Did Marc Andreessen just say that Snapchat could be like a $100 billion Tencent?



Last week Marc Andreessen, former co-founder of Netscape, had an interview with the Wall Street Journal, and although most tech blogs are bawling over the potential billions that these companies can be worth, they’ve totally overlooked an underlying point that Andreessen made.

First, let’s take a look at the quote I’m referring to:

The bull case on Snapchat is that there’s a company in China called Tencent that’s worth $100 billion. And Tencent is worth $100 billion because it takes its messaging services on a smartphone and then wraps them in a wide range of services—things like gaming and social networking and emojis, and video chat—and then charges for all these add-on services. And it has been one of the most successful technology companies of all time and is worth literally $100 billion on the Hong Kong Stock Exchange. Maybe that’s [CEO Evan Spiegel’s] plan. Maybe Evan’s plan is to transplant the Tencent business model into the U.S., which nobody has actually been able to do yet.

But Andreessen may not realize that Tencent (HKG:0700) has hundreds, if not thousands, of holdings besides WeChat. Tencent’s QQ brand, which first appeared in 1999, is the company’s bedrock, covering 818.5 million monthly active social accounts and lots of customers who pay for extras and gaming features. Tencent also has a huge gaming arm, a search engine, a third-party payment system, and more. And Tencent doesn’t just “charge for add-on services.” Most of that stuff is free on WeChat. Tencent doesn’t have one business model. It has dozens.

Whether or not Evan Spiegel will take this route is hard to say. The key here is Silicon Valley continues to watch Asia for business models that are viable. Marc Andreessen isn’t a nobody. He is the co-founder of Netscape, the key foundation of web browsing for the entire internet, and also sits on the board of directors of eBay, Facebook, and Hewlett Packard. Without a doubt, he’s a thought leader of the Valley.

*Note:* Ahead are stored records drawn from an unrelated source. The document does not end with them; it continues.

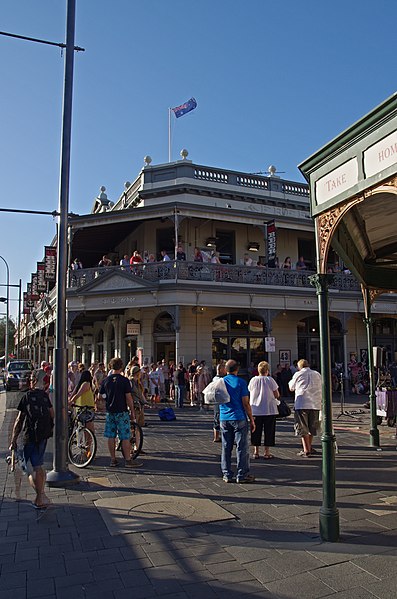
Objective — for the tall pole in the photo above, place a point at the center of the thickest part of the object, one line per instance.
(329, 514)
(374, 432)
(60, 473)
(7, 312)
(169, 135)
(19, 318)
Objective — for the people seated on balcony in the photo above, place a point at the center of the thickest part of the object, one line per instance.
(198, 256)
(180, 254)
(215, 257)
(301, 264)
(76, 264)
(125, 260)
(247, 260)
(105, 261)
(287, 263)
(136, 258)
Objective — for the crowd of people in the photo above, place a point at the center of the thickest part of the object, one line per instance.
(124, 393)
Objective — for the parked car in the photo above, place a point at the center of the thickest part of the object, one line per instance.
(17, 373)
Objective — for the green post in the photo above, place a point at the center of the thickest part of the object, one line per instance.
(374, 432)
(329, 514)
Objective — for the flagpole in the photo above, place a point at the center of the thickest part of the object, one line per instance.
(169, 135)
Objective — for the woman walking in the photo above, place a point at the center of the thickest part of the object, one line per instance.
(264, 396)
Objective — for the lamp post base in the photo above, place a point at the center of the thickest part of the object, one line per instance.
(58, 479)
(329, 525)
(374, 437)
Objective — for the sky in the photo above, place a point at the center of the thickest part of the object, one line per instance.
(274, 82)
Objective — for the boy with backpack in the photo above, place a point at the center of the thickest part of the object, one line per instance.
(36, 417)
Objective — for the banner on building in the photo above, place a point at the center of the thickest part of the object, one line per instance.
(50, 263)
(133, 329)
(41, 282)
(271, 244)
(34, 280)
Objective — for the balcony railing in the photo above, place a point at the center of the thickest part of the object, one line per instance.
(219, 273)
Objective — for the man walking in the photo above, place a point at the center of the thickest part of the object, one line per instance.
(116, 390)
(36, 417)
(308, 391)
(234, 426)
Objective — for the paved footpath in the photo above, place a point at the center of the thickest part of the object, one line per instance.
(271, 548)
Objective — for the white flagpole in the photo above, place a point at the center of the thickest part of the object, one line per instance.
(169, 135)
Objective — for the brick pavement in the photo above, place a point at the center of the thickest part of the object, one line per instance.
(271, 549)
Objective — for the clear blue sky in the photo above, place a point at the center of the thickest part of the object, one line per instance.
(274, 81)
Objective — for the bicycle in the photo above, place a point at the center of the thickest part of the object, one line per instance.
(82, 445)
(136, 440)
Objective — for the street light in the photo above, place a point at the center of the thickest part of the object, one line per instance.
(7, 301)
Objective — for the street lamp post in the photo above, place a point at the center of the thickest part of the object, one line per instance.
(60, 473)
(7, 311)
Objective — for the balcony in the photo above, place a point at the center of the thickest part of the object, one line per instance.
(178, 271)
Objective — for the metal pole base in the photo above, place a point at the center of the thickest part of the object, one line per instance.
(329, 525)
(58, 479)
(374, 437)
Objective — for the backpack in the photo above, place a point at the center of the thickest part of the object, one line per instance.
(167, 414)
(40, 422)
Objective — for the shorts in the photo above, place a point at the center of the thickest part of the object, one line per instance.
(34, 453)
(307, 422)
(118, 425)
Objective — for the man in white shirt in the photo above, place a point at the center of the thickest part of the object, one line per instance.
(307, 385)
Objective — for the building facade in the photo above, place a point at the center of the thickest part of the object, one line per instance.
(239, 302)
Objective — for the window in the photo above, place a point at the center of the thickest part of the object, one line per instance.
(240, 337)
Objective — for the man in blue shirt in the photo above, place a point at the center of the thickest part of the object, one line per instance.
(234, 426)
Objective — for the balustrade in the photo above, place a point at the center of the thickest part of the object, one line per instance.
(199, 271)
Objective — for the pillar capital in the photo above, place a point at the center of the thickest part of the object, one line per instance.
(321, 282)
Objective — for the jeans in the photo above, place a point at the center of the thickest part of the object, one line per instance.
(180, 395)
(235, 431)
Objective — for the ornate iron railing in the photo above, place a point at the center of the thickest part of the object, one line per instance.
(218, 273)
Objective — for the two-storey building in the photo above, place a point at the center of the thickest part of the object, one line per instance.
(239, 305)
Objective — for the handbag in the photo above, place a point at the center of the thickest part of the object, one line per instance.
(283, 409)
(216, 392)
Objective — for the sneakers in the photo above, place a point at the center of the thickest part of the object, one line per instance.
(303, 454)
(249, 479)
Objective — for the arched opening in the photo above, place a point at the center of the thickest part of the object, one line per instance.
(241, 337)
(309, 340)
(99, 351)
(164, 337)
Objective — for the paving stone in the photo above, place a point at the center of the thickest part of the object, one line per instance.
(341, 577)
(304, 584)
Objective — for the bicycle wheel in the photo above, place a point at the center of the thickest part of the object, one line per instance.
(82, 447)
(136, 440)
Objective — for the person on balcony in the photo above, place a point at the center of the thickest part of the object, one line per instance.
(180, 254)
(301, 264)
(136, 258)
(105, 261)
(198, 256)
(76, 264)
(125, 260)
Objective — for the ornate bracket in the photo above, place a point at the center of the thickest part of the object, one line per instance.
(326, 224)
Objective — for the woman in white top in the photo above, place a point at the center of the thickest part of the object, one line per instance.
(264, 396)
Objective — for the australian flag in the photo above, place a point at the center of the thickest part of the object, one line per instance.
(184, 108)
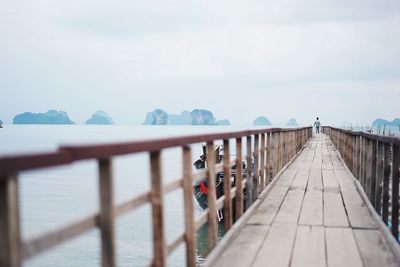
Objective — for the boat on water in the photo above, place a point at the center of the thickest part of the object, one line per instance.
(201, 187)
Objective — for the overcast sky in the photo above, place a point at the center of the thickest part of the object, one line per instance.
(336, 59)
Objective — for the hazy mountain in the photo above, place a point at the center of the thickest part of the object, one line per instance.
(292, 122)
(100, 117)
(50, 117)
(156, 117)
(261, 121)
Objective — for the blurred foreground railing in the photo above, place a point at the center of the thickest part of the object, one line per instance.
(374, 161)
(269, 149)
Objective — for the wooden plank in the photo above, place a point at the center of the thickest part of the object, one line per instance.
(277, 247)
(386, 179)
(249, 180)
(107, 213)
(309, 247)
(329, 179)
(239, 170)
(287, 177)
(334, 211)
(228, 218)
(157, 204)
(212, 197)
(188, 207)
(315, 178)
(262, 164)
(290, 209)
(373, 248)
(244, 248)
(301, 178)
(395, 190)
(344, 179)
(10, 236)
(267, 210)
(342, 248)
(357, 212)
(269, 169)
(311, 211)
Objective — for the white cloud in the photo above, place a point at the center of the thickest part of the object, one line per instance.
(139, 53)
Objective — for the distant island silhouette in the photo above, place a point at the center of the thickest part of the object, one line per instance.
(195, 117)
(261, 120)
(100, 118)
(50, 117)
(383, 122)
(292, 122)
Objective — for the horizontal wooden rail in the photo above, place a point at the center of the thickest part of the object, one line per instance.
(374, 161)
(267, 152)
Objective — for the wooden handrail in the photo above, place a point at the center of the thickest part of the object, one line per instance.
(374, 161)
(267, 152)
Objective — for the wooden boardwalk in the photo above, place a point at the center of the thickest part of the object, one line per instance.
(312, 216)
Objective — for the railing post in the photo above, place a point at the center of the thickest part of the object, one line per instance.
(256, 174)
(10, 239)
(395, 190)
(262, 168)
(239, 171)
(157, 204)
(373, 172)
(188, 206)
(212, 197)
(107, 215)
(386, 180)
(379, 177)
(249, 181)
(269, 171)
(227, 187)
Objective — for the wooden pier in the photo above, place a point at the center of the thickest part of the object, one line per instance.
(330, 199)
(313, 215)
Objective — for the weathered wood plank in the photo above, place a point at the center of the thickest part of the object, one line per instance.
(342, 248)
(245, 247)
(290, 209)
(107, 213)
(269, 207)
(311, 211)
(212, 197)
(188, 207)
(239, 189)
(272, 254)
(334, 211)
(315, 178)
(357, 212)
(373, 248)
(10, 236)
(309, 247)
(329, 179)
(301, 178)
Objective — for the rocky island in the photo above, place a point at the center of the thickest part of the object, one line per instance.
(292, 122)
(261, 121)
(383, 122)
(195, 117)
(50, 117)
(100, 118)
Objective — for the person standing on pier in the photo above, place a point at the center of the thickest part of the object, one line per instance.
(317, 125)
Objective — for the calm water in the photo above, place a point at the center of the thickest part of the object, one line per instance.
(54, 197)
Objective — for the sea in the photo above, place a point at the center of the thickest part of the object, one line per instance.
(54, 197)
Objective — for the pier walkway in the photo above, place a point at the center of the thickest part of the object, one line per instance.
(313, 215)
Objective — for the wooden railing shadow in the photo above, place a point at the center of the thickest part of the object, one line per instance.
(374, 161)
(268, 150)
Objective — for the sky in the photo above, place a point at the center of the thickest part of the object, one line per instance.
(336, 59)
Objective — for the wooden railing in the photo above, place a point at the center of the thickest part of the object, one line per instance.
(374, 161)
(268, 149)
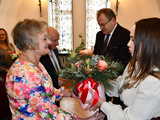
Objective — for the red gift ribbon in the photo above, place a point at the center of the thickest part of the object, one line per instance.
(84, 87)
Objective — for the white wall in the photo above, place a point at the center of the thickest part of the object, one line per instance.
(13, 11)
(129, 11)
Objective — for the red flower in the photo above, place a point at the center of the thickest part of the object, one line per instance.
(102, 65)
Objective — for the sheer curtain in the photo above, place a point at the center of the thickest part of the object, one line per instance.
(60, 17)
(91, 21)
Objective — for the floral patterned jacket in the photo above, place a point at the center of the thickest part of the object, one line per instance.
(30, 91)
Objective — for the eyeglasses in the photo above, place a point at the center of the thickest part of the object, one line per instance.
(102, 25)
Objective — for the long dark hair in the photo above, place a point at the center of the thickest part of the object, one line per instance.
(147, 48)
(6, 40)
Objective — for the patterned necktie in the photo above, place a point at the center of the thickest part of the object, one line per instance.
(106, 41)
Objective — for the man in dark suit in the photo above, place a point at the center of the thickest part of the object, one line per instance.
(51, 61)
(112, 40)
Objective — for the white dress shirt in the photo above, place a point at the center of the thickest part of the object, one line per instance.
(143, 100)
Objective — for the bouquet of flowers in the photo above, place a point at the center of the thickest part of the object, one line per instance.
(87, 73)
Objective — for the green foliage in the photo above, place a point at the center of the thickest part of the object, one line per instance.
(80, 67)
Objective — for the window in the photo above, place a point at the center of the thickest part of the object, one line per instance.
(91, 21)
(60, 17)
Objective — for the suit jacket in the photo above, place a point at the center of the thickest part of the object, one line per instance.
(117, 48)
(47, 63)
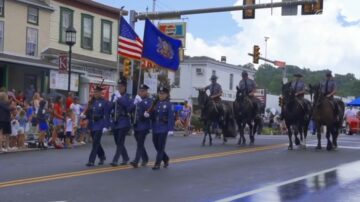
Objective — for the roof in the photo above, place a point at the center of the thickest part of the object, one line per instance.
(83, 58)
(205, 59)
(37, 3)
(95, 7)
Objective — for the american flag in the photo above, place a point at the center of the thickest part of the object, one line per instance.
(129, 45)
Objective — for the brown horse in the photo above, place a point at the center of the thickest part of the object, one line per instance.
(325, 115)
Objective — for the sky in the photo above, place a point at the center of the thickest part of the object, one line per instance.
(317, 42)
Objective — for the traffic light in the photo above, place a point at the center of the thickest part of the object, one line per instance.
(256, 54)
(127, 68)
(281, 101)
(250, 12)
(312, 9)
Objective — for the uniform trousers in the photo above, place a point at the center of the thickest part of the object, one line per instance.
(140, 137)
(159, 140)
(96, 146)
(119, 138)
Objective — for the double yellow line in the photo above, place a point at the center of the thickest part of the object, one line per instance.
(112, 169)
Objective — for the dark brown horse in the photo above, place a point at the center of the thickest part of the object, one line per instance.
(211, 113)
(296, 114)
(245, 114)
(324, 115)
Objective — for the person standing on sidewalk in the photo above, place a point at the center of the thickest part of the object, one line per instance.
(98, 116)
(142, 125)
(162, 116)
(121, 108)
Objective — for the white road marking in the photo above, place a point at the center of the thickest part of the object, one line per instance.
(276, 185)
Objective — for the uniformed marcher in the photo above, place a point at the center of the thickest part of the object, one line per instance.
(98, 116)
(120, 111)
(215, 94)
(142, 125)
(162, 116)
(298, 86)
(248, 86)
(328, 89)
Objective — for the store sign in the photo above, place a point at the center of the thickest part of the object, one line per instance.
(105, 91)
(60, 81)
(175, 30)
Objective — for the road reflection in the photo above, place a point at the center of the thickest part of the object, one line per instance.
(333, 179)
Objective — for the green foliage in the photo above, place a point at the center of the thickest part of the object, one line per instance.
(270, 78)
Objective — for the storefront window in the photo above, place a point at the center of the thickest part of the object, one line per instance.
(87, 31)
(66, 19)
(106, 30)
(31, 41)
(33, 15)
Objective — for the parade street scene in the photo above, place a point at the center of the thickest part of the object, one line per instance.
(189, 101)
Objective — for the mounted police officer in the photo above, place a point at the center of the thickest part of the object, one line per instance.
(299, 88)
(142, 125)
(328, 89)
(98, 115)
(121, 108)
(162, 116)
(248, 86)
(215, 95)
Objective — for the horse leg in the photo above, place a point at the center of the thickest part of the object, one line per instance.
(252, 136)
(290, 147)
(318, 129)
(296, 132)
(335, 136)
(329, 131)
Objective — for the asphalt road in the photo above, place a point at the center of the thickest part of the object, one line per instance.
(266, 171)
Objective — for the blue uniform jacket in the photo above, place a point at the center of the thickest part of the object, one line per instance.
(143, 123)
(121, 110)
(163, 117)
(98, 114)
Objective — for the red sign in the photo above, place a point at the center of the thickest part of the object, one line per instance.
(63, 64)
(105, 92)
(280, 64)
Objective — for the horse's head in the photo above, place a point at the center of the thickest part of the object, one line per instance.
(287, 92)
(315, 92)
(240, 94)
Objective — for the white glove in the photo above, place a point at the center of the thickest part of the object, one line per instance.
(82, 115)
(137, 99)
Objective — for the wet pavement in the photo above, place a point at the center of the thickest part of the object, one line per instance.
(264, 172)
(337, 184)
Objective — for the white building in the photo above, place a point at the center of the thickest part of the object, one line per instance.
(196, 72)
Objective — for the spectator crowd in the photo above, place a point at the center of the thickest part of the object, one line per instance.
(36, 120)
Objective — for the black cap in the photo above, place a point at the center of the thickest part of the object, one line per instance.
(328, 74)
(98, 88)
(122, 82)
(164, 89)
(213, 77)
(244, 73)
(144, 87)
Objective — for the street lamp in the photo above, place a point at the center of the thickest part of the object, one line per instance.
(266, 39)
(70, 39)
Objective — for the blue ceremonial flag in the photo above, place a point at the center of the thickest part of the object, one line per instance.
(160, 48)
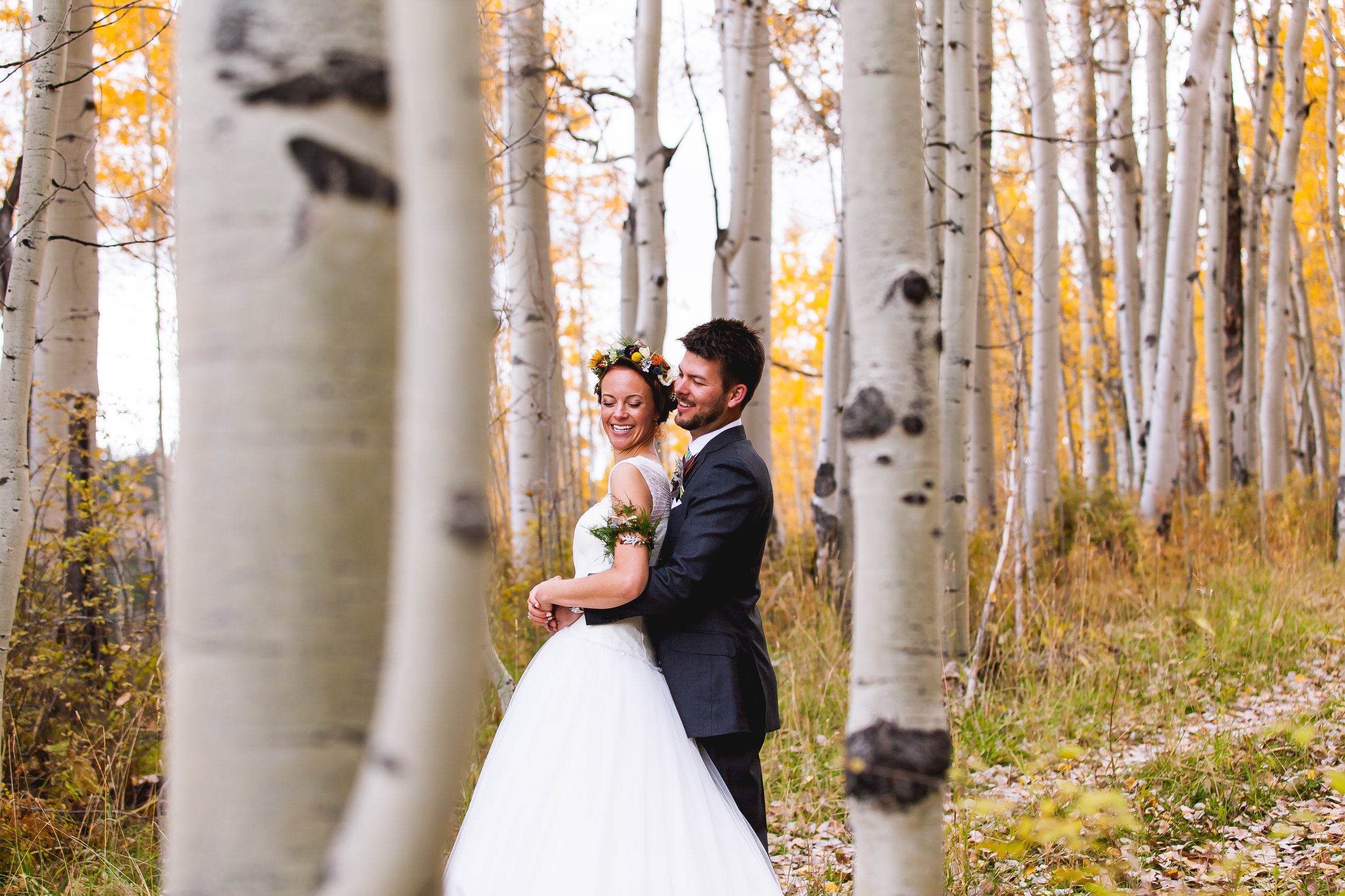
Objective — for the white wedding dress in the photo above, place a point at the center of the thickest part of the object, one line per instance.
(592, 786)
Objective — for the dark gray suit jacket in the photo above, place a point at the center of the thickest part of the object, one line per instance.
(700, 605)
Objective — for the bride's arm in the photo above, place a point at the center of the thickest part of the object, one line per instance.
(631, 568)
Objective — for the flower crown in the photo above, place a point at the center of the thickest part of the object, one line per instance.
(634, 352)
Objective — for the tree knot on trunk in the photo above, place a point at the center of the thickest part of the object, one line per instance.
(868, 416)
(895, 767)
(825, 483)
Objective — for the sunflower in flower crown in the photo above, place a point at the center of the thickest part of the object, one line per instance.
(634, 352)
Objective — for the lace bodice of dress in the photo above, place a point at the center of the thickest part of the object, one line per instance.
(590, 556)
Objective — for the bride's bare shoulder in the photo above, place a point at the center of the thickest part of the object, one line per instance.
(627, 486)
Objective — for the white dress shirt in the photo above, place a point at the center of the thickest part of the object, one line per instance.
(701, 442)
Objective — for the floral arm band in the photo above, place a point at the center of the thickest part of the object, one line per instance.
(627, 527)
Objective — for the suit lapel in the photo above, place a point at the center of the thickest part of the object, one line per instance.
(738, 433)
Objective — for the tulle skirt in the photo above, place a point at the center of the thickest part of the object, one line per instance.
(593, 789)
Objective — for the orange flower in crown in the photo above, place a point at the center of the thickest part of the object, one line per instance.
(634, 352)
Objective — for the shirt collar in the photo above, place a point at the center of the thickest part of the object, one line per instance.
(701, 442)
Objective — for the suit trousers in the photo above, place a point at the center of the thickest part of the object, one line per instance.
(739, 760)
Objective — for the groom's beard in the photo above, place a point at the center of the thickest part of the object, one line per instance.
(700, 417)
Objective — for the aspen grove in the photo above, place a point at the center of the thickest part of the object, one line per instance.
(295, 411)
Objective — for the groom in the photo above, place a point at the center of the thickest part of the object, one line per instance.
(700, 605)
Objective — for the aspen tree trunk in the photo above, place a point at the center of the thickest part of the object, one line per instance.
(1091, 334)
(20, 309)
(652, 160)
(749, 272)
(1216, 261)
(1337, 243)
(1125, 190)
(1044, 401)
(283, 482)
(741, 39)
(932, 119)
(981, 479)
(958, 309)
(1156, 206)
(830, 475)
(402, 809)
(1247, 415)
(66, 360)
(897, 746)
(1308, 349)
(1168, 404)
(534, 428)
(1278, 288)
(630, 276)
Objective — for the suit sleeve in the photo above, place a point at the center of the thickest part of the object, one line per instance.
(730, 501)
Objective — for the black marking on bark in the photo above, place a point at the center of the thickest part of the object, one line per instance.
(895, 767)
(389, 763)
(469, 520)
(332, 171)
(868, 416)
(362, 80)
(825, 483)
(230, 33)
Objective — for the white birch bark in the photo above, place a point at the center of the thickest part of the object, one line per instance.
(630, 276)
(20, 307)
(1156, 206)
(1091, 334)
(1216, 264)
(832, 468)
(281, 503)
(897, 747)
(1246, 424)
(1044, 403)
(1166, 404)
(741, 26)
(66, 361)
(652, 160)
(1308, 352)
(534, 353)
(932, 123)
(1336, 234)
(981, 479)
(405, 801)
(749, 272)
(1274, 447)
(1125, 191)
(958, 309)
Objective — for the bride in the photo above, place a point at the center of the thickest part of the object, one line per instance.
(592, 786)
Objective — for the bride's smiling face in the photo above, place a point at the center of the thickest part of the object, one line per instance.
(627, 406)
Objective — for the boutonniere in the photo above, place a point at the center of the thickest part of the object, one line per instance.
(678, 477)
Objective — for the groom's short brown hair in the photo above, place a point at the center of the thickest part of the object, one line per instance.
(735, 345)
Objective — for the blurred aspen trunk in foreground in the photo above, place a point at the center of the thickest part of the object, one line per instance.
(283, 487)
(1168, 403)
(20, 307)
(404, 805)
(897, 746)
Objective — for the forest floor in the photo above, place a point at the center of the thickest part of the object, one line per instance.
(1171, 720)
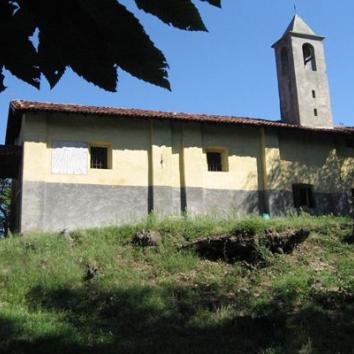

This isn’t the first time Valley thinkers are looking at Asia for business models that work. I’ve written before how freemium is basically a model that originated from Asia because of consumer bases that didn’t want to pay for software or apps. How much are these Silicon Valley giants looking to Asia for inspiration? Last week in Ho Chi Minh city, Joe Lonsdale said, “once something gets interesting, you just fly over and learn from them and fly back.”